To represent the flow of polymer near wellbore areas and as it advances within the reservoir using linear cores is challenging due to different states of velocity regimes. For example, unsteady state flow conditions are present at wellbore areas, while a steady state condition is applied in the lab for core flood studies. The experimental design of core flood has to consider filtration and degradation effects on polymers, as reported by some earlier studies, e.g., Martin [
38,
39]. The effect of the prefiltering process in which the polymer subjected to low flow rate before injection has an insignificant impact on polymer in situ viscosity [
40]. This is also observed in the experimental study performed by Skauge, et al. [
23]. They investigated the role of polymer phase behavior on in situ viscosity, in which they found the molecular weight of polymer is the key factor dominating in situ rheology of semi-dilute polymers. Jouenne, et al. [
41] performed degradation studies using a blender, capillaries and porous media. The kinetics of degradation fit a master curve as a function of normalized time, regardless of the media in which the degradation occurred. Moreover, the polymer will not be further degraded beyond the point of highest strain which determined the steady state value of degradation. Until the steady state was reached, degradation increased with the number of passes of the point of highest strain. This was reached at less than 6 mm in synthetic porous media.
The present work aims to study the influence of mechanical degradation on HPAM rheology at a larger scale, at 5–10 cm of propagation. This was performed by flooding polymer through porous media and analyzing the injected and eluted samples. For this purpose, highly permeable outcrop rock (Bentheimer cores) was used. The experiments were carried out at room temperature using two types of semi-dilute HPAM polymers dissolved in brines with a given salinity. The polymers were pre-treated by prefiltering or pre-shearing through porous media prior to injection in order to represent the filtration and shearing processes induced on the polymer by the porous media in a field case. In such a field case, the polymer might be sheared near the injection well, where high flow velocities are achieved. High molecular weight fractions may be filtered by retention mechanisms as it propagates through the porous media at either high (near-well) or low velocity (deeper in the reservoir). Propagation effects were evaluated by re-injecting polymer that had already experienced high shear to evaluate if further mechanical degradation would occur at the same flow velocities (and thereby same shear rates). Results from this study reveal that pre-shearing at high flow rates (representative of near wellbore areas) has a larger impact than prefiltration.

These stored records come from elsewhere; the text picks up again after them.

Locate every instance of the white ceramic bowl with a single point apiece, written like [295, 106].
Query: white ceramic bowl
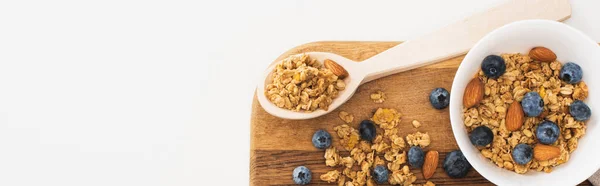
[570, 45]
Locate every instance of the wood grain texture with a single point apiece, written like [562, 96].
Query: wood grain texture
[277, 145]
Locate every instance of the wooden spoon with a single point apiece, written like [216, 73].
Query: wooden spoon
[451, 41]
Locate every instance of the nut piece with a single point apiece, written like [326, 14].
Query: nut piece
[335, 68]
[430, 164]
[514, 117]
[473, 93]
[545, 152]
[378, 97]
[542, 54]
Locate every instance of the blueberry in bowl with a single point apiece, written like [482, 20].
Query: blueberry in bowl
[547, 132]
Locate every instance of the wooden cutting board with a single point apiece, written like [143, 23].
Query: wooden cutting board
[278, 145]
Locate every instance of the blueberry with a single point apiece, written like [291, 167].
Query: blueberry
[367, 130]
[439, 98]
[302, 175]
[321, 139]
[532, 104]
[493, 66]
[522, 154]
[481, 136]
[580, 111]
[571, 73]
[456, 165]
[547, 132]
[380, 174]
[416, 157]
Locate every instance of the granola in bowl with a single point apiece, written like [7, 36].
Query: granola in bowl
[504, 110]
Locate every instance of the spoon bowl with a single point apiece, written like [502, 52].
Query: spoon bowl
[353, 80]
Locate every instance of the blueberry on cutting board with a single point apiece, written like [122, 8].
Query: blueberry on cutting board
[481, 136]
[439, 98]
[367, 130]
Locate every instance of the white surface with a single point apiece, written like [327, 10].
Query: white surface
[569, 45]
[159, 92]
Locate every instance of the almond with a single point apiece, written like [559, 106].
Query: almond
[335, 68]
[473, 93]
[430, 164]
[545, 152]
[542, 54]
[515, 116]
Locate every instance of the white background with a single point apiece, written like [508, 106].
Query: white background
[159, 92]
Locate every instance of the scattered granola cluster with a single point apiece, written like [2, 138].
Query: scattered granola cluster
[303, 84]
[386, 149]
[524, 74]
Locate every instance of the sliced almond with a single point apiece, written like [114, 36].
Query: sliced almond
[430, 164]
[473, 93]
[335, 68]
[545, 152]
[542, 54]
[515, 116]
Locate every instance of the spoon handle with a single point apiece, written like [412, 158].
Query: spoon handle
[456, 39]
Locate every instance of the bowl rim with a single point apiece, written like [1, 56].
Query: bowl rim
[456, 120]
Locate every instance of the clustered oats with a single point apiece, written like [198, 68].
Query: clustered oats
[522, 75]
[346, 117]
[378, 97]
[386, 149]
[303, 84]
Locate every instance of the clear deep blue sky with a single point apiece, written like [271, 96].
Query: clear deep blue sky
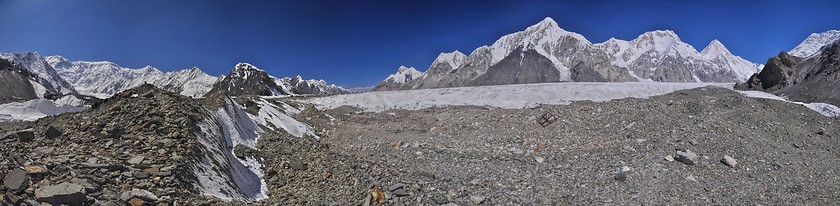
[358, 43]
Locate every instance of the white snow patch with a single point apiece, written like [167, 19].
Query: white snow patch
[270, 116]
[220, 173]
[40, 90]
[502, 96]
[33, 109]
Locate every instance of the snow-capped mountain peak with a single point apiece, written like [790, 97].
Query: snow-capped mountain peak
[42, 71]
[454, 59]
[814, 42]
[103, 78]
[547, 23]
[715, 49]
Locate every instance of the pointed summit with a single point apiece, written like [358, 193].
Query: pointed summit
[659, 34]
[715, 48]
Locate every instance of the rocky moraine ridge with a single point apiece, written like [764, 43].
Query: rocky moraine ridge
[136, 148]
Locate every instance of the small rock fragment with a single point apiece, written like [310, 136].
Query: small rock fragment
[477, 199]
[138, 193]
[686, 157]
[53, 132]
[26, 135]
[729, 161]
[691, 177]
[400, 193]
[297, 165]
[36, 169]
[16, 180]
[64, 193]
[136, 202]
[136, 160]
[396, 186]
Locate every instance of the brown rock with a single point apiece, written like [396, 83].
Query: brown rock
[36, 169]
[53, 132]
[136, 202]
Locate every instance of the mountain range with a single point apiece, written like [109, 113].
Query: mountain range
[29, 76]
[544, 52]
[804, 74]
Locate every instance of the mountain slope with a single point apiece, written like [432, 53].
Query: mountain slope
[812, 79]
[43, 76]
[397, 80]
[104, 79]
[247, 79]
[814, 42]
[653, 56]
[300, 86]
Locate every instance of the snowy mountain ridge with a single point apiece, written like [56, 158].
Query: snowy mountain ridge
[657, 55]
[42, 72]
[814, 42]
[103, 78]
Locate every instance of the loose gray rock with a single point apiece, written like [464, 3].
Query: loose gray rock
[53, 132]
[138, 193]
[26, 135]
[729, 161]
[136, 160]
[297, 165]
[400, 193]
[64, 193]
[477, 199]
[396, 186]
[686, 157]
[16, 180]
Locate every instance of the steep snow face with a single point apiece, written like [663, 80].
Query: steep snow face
[661, 56]
[273, 117]
[454, 59]
[298, 86]
[719, 55]
[219, 172]
[38, 108]
[104, 79]
[546, 37]
[814, 42]
[188, 82]
[40, 71]
[247, 79]
[650, 44]
[403, 75]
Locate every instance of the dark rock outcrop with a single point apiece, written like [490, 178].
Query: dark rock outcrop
[246, 79]
[529, 67]
[814, 79]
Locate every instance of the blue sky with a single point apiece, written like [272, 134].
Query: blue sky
[358, 43]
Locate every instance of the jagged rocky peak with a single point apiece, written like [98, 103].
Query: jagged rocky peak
[247, 79]
[547, 23]
[453, 59]
[715, 48]
[245, 69]
[814, 42]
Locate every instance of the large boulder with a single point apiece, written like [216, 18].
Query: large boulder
[53, 132]
[17, 180]
[64, 193]
[26, 135]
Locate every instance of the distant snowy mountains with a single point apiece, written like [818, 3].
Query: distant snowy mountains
[545, 52]
[27, 76]
[103, 79]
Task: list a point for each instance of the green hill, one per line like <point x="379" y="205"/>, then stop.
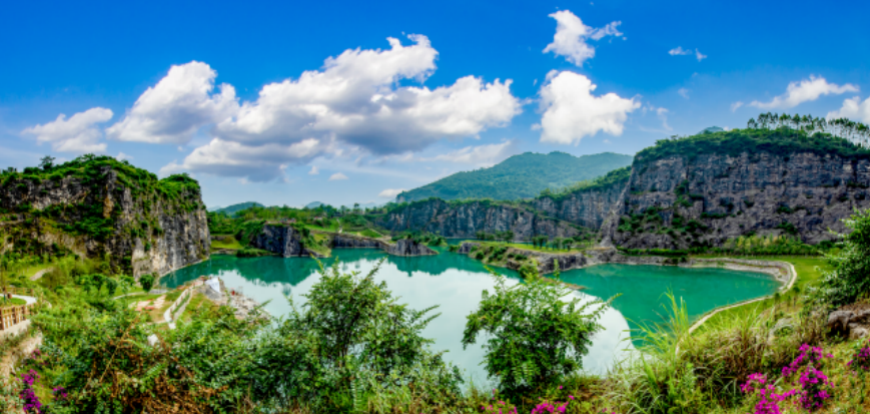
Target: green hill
<point x="235" y="208"/>
<point x="521" y="176"/>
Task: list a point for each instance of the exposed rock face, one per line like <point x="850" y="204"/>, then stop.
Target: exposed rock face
<point x="408" y="247"/>
<point x="280" y="239"/>
<point x="465" y="220"/>
<point x="724" y="197"/>
<point x="585" y="208"/>
<point x="145" y="232"/>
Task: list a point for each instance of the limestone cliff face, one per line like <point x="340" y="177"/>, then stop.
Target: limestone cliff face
<point x="677" y="202"/>
<point x="585" y="208"/>
<point x="465" y="220"/>
<point x="140" y="228"/>
<point x="282" y="240"/>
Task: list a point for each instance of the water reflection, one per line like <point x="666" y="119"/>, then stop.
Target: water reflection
<point x="454" y="282"/>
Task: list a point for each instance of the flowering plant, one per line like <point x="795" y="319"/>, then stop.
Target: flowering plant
<point x="860" y="359"/>
<point x="31" y="401"/>
<point x="769" y="400"/>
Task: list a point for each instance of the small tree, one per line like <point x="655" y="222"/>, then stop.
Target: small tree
<point x="535" y="334"/>
<point x="848" y="279"/>
<point x="147" y="281"/>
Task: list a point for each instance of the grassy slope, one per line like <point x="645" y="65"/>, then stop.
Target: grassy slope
<point x="809" y="270"/>
<point x="520" y="176"/>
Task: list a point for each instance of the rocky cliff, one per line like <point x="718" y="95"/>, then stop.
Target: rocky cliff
<point x="466" y="219"/>
<point x="99" y="207"/>
<point x="587" y="204"/>
<point x="684" y="201"/>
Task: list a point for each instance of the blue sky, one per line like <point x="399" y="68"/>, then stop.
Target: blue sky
<point x="244" y="98"/>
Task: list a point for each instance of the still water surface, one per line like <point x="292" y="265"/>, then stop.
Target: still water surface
<point x="455" y="282"/>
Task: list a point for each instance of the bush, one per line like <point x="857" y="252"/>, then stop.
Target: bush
<point x="147" y="282"/>
<point x="848" y="280"/>
<point x="536" y="337"/>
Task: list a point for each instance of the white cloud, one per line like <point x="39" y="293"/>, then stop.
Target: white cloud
<point x="807" y="90"/>
<point x="571" y="35"/>
<point x="479" y="156"/>
<point x="391" y="192"/>
<point x="256" y="162"/>
<point x="683" y="92"/>
<point x="853" y="109"/>
<point x="355" y="104"/>
<point x="571" y="112"/>
<point x="174" y="109"/>
<point x="78" y="134"/>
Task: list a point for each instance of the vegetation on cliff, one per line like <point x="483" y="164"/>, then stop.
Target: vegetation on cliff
<point x="520" y="176"/>
<point x="783" y="137"/>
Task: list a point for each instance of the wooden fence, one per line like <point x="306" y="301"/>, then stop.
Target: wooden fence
<point x="13" y="315"/>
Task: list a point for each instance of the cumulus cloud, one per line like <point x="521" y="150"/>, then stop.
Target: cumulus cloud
<point x="257" y="162"/>
<point x="571" y="112"/>
<point x="853" y="109"/>
<point x="174" y="109"/>
<point x="391" y="192"/>
<point x="804" y="91"/>
<point x="355" y="104"/>
<point x="679" y="51"/>
<point x="78" y="134"/>
<point x="683" y="92"/>
<point x="479" y="156"/>
<point x="571" y="35"/>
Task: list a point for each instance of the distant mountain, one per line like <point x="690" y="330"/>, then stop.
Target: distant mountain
<point x="521" y="176"/>
<point x="235" y="208"/>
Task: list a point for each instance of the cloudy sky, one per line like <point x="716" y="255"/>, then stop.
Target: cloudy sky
<point x="345" y="102"/>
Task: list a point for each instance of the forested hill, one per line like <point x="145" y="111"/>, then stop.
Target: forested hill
<point x="235" y="208"/>
<point x="520" y="176"/>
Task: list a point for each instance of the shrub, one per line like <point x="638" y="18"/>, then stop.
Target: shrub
<point x="147" y="282"/>
<point x="847" y="281"/>
<point x="536" y="336"/>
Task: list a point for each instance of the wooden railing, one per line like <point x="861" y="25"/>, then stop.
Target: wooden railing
<point x="12" y="315"/>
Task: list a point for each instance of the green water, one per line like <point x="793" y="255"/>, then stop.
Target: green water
<point x="455" y="283"/>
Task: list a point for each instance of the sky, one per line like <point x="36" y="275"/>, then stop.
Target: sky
<point x="341" y="102"/>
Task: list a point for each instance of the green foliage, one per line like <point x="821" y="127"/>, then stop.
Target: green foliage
<point x="616" y="178"/>
<point x="147" y="282"/>
<point x="848" y="280"/>
<point x="520" y="176"/>
<point x="351" y="342"/>
<point x="536" y="336"/>
<point x="781" y="141"/>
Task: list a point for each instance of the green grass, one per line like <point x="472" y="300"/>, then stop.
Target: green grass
<point x="809" y="271"/>
<point x="228" y="243"/>
<point x="12" y="302"/>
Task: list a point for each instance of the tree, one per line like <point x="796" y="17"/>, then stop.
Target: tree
<point x="535" y="335"/>
<point x="147" y="281"/>
<point x="848" y="279"/>
<point x="46" y="162"/>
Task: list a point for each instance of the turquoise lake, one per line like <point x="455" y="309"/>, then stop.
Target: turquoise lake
<point x="455" y="282"/>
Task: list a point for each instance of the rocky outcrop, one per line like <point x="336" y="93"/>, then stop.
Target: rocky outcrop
<point x="467" y="219"/>
<point x="282" y="240"/>
<point x="679" y="202"/>
<point x="108" y="209"/>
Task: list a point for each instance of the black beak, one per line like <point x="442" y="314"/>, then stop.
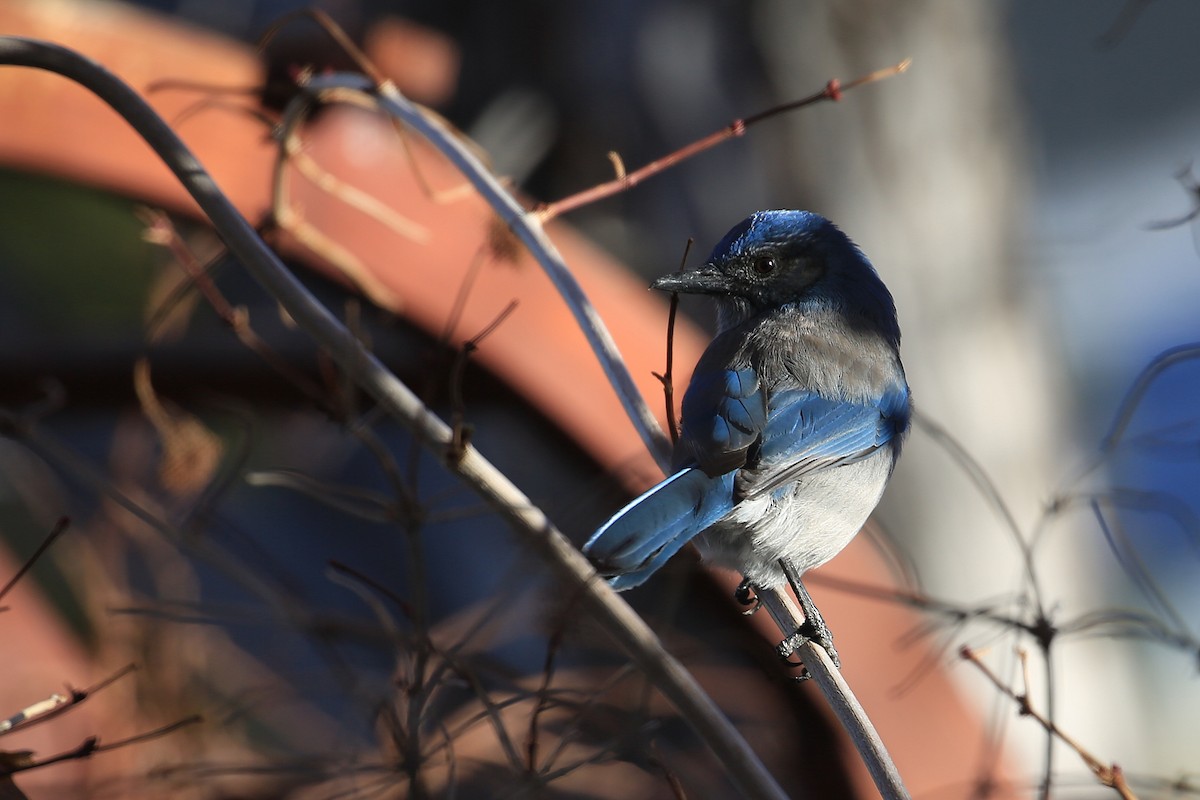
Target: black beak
<point x="707" y="280"/>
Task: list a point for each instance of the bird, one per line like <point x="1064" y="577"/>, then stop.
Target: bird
<point x="791" y="425"/>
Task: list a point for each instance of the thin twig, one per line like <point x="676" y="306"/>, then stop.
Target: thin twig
<point x="832" y="91"/>
<point x="59" y="528"/>
<point x="841" y="699"/>
<point x="527" y="228"/>
<point x="667" y="377"/>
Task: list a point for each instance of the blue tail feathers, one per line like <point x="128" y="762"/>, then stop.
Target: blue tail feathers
<point x="640" y="537"/>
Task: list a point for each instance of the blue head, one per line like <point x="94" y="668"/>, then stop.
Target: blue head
<point x="790" y="258"/>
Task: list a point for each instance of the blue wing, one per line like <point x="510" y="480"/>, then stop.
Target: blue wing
<point x="729" y="423"/>
<point x="807" y="432"/>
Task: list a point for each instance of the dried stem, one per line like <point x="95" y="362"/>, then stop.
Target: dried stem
<point x="618" y="619"/>
<point x="832" y="91"/>
<point x="1109" y="775"/>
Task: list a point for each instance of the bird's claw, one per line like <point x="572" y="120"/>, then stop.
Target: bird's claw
<point x="745" y="595"/>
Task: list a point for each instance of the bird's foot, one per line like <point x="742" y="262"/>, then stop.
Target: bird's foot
<point x="745" y="595"/>
<point x="814" y="627"/>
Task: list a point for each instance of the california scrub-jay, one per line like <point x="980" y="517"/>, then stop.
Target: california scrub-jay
<point x="793" y="419"/>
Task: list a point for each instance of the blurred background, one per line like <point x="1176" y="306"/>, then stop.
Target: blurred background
<point x="1017" y="188"/>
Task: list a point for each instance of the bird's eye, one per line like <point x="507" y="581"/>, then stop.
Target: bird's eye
<point x="765" y="265"/>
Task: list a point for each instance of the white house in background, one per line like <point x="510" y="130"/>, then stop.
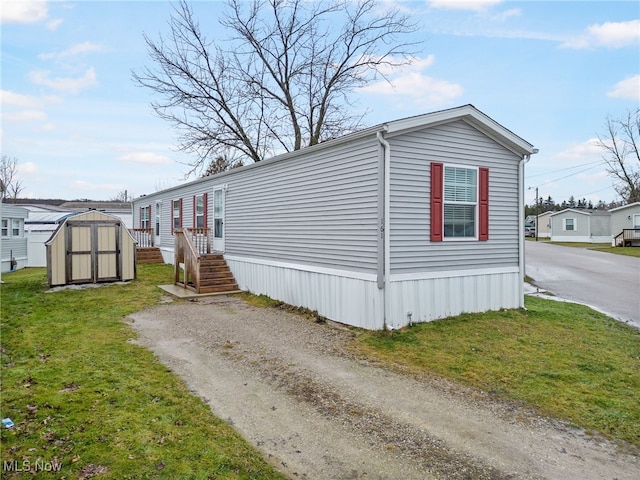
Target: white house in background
<point x="408" y="221"/>
<point x="544" y="225"/>
<point x="577" y="225"/>
<point x="13" y="252"/>
<point x="625" y="223"/>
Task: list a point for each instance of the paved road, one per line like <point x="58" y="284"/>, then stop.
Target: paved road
<point x="608" y="282"/>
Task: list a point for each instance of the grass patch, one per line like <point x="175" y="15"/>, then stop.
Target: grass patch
<point x="88" y="401"/>
<point x="566" y="360"/>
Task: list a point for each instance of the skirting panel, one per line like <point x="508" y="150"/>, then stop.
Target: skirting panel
<point x="423" y="300"/>
<point x="352" y="301"/>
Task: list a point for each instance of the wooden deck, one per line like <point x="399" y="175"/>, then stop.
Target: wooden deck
<point x="629" y="237"/>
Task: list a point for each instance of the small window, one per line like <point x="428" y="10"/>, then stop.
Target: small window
<point x="177" y="214"/>
<point x="217" y="213"/>
<point x="158" y="212"/>
<point x="460" y="200"/>
<point x="569" y="224"/>
<point x="144" y="217"/>
<point x="16" y="230"/>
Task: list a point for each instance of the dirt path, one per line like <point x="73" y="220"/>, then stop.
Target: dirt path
<point x="289" y="386"/>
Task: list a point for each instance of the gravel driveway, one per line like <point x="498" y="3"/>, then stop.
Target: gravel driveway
<point x="292" y="389"/>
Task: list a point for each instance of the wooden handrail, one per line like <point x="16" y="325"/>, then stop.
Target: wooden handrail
<point x="627" y="236"/>
<point x="144" y="237"/>
<point x="187" y="254"/>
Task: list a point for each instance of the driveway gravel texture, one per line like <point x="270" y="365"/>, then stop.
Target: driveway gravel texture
<point x="292" y="388"/>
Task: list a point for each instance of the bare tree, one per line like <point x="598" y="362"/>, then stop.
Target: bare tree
<point x="122" y="196"/>
<point x="282" y="80"/>
<point x="9" y="182"/>
<point x="221" y="164"/>
<point x="621" y="143"/>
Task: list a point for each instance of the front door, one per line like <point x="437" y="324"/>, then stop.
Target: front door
<point x="218" y="219"/>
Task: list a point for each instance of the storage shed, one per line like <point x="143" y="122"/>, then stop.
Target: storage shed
<point x="91" y="247"/>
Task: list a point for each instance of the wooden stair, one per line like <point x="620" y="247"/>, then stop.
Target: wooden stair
<point x="215" y="274"/>
<point x="149" y="255"/>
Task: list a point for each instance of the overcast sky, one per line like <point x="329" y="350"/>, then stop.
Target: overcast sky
<point x="552" y="72"/>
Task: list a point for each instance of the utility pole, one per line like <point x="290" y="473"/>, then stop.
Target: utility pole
<point x="537" y="212"/>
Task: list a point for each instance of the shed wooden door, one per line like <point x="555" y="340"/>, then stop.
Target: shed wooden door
<point x="93" y="252"/>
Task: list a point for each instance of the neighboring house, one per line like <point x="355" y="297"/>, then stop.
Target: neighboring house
<point x="543" y="227"/>
<point x="577" y="225"/>
<point x="625" y="224"/>
<point x="408" y="221"/>
<point x="13" y="252"/>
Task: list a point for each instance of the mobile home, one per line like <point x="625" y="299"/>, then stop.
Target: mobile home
<point x="408" y="221"/>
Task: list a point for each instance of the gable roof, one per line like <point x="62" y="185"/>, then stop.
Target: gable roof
<point x="467" y="113"/>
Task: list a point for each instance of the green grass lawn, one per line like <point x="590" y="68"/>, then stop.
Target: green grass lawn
<point x="85" y="398"/>
<point x="565" y="360"/>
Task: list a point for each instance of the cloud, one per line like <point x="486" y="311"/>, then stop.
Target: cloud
<point x="78" y="49"/>
<point x="410" y="82"/>
<point x="12" y="99"/>
<point x="581" y="152"/>
<point x="475" y="5"/>
<point x="629" y="88"/>
<point x="64" y="85"/>
<point x="145" y="158"/>
<point x="608" y="34"/>
<point x="23" y="11"/>
<point x="25" y="116"/>
<point x="27" y="168"/>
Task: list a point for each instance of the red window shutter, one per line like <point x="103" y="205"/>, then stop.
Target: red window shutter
<point x="194" y="221"/>
<point x="483" y="204"/>
<point x="437" y="181"/>
<point x="205" y="201"/>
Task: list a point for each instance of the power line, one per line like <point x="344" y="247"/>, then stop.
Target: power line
<point x="568" y="168"/>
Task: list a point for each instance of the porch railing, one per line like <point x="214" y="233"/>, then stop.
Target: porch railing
<point x="628" y="236"/>
<point x="143" y="236"/>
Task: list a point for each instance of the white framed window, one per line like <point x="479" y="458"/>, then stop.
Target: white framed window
<point x="176" y="209"/>
<point x="144" y="217"/>
<point x="157" y="219"/>
<point x="569" y="224"/>
<point x="460" y="202"/>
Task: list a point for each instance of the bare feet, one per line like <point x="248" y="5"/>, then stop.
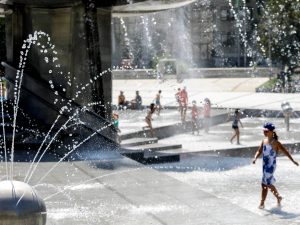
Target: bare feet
<point x="261" y="205"/>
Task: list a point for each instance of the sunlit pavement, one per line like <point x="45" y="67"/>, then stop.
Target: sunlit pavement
<point x="106" y="188"/>
<point x="223" y="92"/>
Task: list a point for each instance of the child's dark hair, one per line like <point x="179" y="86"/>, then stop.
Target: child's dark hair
<point x="152" y="106"/>
<point x="275" y="137"/>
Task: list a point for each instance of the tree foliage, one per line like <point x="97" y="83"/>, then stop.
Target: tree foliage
<point x="279" y="31"/>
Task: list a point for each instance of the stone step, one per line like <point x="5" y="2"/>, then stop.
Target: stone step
<point x="137" y="142"/>
<point x="151" y="147"/>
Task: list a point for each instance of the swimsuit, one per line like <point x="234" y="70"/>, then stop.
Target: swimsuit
<point x="235" y="122"/>
<point x="269" y="164"/>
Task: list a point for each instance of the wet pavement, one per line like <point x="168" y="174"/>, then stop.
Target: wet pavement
<point x="103" y="187"/>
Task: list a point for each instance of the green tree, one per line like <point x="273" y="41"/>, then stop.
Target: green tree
<point x="279" y="32"/>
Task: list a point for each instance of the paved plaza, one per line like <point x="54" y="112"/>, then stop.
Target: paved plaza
<point x="103" y="187"/>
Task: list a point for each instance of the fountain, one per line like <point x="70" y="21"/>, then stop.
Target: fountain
<point x="19" y="204"/>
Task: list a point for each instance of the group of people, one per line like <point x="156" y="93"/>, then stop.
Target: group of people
<point x="181" y="97"/>
<point x="269" y="148"/>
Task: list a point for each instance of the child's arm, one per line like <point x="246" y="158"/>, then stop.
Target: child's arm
<point x="258" y="153"/>
<point x="286" y="152"/>
<point x="241" y="123"/>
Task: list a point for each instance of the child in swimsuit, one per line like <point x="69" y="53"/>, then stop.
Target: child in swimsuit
<point x="270" y="148"/>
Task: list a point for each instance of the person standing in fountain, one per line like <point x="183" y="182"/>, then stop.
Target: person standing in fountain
<point x="206" y="114"/>
<point x="177" y="97"/>
<point x="183" y="104"/>
<point x="122" y="101"/>
<point x="149" y="119"/>
<point x="235" y="126"/>
<point x="138" y="100"/>
<point x="195" y="118"/>
<point x="270" y="147"/>
<point x="157" y="102"/>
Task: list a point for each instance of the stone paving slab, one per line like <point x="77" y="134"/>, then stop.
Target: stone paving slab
<point x="223" y="92"/>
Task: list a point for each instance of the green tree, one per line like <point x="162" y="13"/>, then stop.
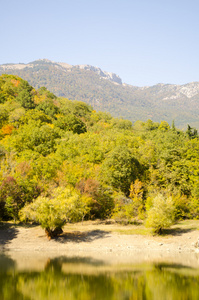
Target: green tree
<point x="64" y="204"/>
<point x="120" y="168"/>
<point x="161" y="214"/>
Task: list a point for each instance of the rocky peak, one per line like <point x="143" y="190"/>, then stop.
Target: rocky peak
<point x="105" y="75"/>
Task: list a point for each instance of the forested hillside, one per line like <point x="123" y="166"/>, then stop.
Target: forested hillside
<point x="60" y="153"/>
<point x="105" y="92"/>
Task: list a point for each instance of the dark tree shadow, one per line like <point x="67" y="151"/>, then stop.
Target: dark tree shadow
<point x="78" y="236"/>
<point x="56" y="263"/>
<point x="8" y="232"/>
<point x="177" y="231"/>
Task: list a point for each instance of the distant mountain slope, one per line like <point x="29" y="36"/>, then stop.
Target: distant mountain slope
<point x="105" y="91"/>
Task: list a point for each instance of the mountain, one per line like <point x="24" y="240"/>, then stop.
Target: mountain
<point x="106" y="92"/>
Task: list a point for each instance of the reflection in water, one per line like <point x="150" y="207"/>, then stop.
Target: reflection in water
<point x="83" y="278"/>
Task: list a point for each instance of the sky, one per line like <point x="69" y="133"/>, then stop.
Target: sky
<point x="145" y="42"/>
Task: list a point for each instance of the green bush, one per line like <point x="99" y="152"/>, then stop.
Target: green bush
<point x="65" y="204"/>
<point x="161" y="214"/>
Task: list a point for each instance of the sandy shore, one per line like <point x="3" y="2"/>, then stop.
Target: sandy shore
<point x="101" y="243"/>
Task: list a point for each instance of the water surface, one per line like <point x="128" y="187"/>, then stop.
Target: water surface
<point x="74" y="278"/>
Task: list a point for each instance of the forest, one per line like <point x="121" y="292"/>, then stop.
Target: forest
<point x="61" y="161"/>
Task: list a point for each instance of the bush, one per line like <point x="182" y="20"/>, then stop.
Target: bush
<point x="161" y="214"/>
<point x="52" y="213"/>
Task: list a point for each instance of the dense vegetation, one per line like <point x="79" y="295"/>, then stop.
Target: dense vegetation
<point x="62" y="161"/>
<point x="157" y="102"/>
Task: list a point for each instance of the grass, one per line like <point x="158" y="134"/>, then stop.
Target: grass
<point x="176" y="229"/>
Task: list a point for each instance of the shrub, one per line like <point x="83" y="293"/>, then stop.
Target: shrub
<point x="161" y="214"/>
<point x="66" y="204"/>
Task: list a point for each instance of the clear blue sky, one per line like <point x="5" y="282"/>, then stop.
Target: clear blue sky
<point x="144" y="41"/>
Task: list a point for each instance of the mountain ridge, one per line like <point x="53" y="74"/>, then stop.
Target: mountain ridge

One consequence of this is that mechanical degradation due to high shear may improve injectivity without significantly reducing polymer in situ viscosity at (lower) reservoir flow rates. Another key observation is that polymer degradation occurs successively for high MW polymer. This indicates that it is not only the molecular weight and point of highest strain that determine the degree of degradation but also the exposure time and number of exposures to high strain. These are important aspects to implement in polymer flood design.